In an effort to broaden and vary the protein my family eats for dinner, the other night I decided to try flounder. Although my sons (age 13 and 5) like catfish and salmon, my daughter hates fish. So I decided to go for the mildest and least offensive of all fish—the flounder—and offer it two ways- Pan seared with butter and herbs and beer battered fish -n- chips style. Well, I’m ashamed to report, the meal was a disaster. My little guy couldn’t stand the smell or get over the idea that his fish looked like a chicken finger yet had a very different taste. (I was surprised since he loved the battered zucchini blossoms from summer and they also resembled a chicken tender.)

My older son was tragically disappointed to learn that his fish–n-chips in fact, had no chips with them.  A bit of false advertising, he protested.  And my daughter, the best eater in the family, actually shoved the plate away in disgust as if I had just served her a plate of worms.

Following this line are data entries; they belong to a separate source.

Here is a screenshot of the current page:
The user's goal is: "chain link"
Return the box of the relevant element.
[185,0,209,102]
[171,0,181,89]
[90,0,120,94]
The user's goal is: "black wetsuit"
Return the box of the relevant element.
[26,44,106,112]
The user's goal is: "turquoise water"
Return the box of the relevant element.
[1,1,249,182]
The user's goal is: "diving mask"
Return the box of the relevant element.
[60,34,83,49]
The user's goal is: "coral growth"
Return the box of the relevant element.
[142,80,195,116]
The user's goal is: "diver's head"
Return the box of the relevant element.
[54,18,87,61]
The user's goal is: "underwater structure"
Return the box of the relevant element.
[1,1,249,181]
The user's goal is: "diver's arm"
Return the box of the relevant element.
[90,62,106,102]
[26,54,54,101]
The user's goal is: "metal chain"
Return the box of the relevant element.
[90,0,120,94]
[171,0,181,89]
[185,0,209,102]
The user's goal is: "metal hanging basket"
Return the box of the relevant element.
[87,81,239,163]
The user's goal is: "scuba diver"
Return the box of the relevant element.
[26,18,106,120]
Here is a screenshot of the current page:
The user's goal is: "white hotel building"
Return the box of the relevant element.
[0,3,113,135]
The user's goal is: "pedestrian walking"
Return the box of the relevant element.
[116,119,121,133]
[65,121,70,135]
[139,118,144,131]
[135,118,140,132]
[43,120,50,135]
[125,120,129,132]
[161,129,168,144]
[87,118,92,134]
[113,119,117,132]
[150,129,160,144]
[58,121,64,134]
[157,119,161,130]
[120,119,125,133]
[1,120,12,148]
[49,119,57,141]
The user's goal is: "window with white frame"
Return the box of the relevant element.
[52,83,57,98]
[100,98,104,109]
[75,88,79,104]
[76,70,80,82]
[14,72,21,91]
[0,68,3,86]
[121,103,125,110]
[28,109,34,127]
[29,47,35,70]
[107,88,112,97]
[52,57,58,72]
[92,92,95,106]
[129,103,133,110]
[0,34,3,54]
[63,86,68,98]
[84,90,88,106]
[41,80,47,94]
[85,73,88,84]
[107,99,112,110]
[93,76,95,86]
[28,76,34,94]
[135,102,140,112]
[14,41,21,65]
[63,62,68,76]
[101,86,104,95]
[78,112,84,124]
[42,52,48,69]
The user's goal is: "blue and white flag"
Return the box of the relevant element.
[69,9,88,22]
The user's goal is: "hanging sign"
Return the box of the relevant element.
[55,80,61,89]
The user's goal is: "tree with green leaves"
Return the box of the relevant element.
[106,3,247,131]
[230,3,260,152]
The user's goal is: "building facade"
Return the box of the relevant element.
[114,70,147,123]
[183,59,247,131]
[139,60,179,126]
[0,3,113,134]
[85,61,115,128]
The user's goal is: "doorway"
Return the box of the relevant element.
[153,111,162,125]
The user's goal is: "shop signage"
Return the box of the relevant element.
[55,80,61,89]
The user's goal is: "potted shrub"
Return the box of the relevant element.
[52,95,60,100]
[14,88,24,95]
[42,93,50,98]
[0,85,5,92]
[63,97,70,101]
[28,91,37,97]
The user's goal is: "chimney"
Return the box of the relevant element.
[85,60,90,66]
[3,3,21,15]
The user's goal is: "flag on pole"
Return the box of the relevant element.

Yes, I had a failure in the kitchen this week, and I am reminded of daily by the lingering stink of fried fish.

To make matters even worse, I had another blooper last night involving a heavy hand in the five spice seasoning. My kids usually fight over every last chicken drumstick but last night, barely even ate one. The side dish, sautéed Asian noodles were barely touched as well. Maybe I used a bit too much oyster sauce???

Yikes. I am so happy that it’s a new week. And if there’s one common denominator to my kitchen failures it’s that I cooked all of these dishes alone. (You know I had to bring cooking with friends into this somehow.) But it’s true. Maybe a friend would have told me NOT to try flounder on my kids or maybe she would have noticed that I used too much oyster sauce and five spice seasoning. But alas, I was without a friend and thus, crashed and burned.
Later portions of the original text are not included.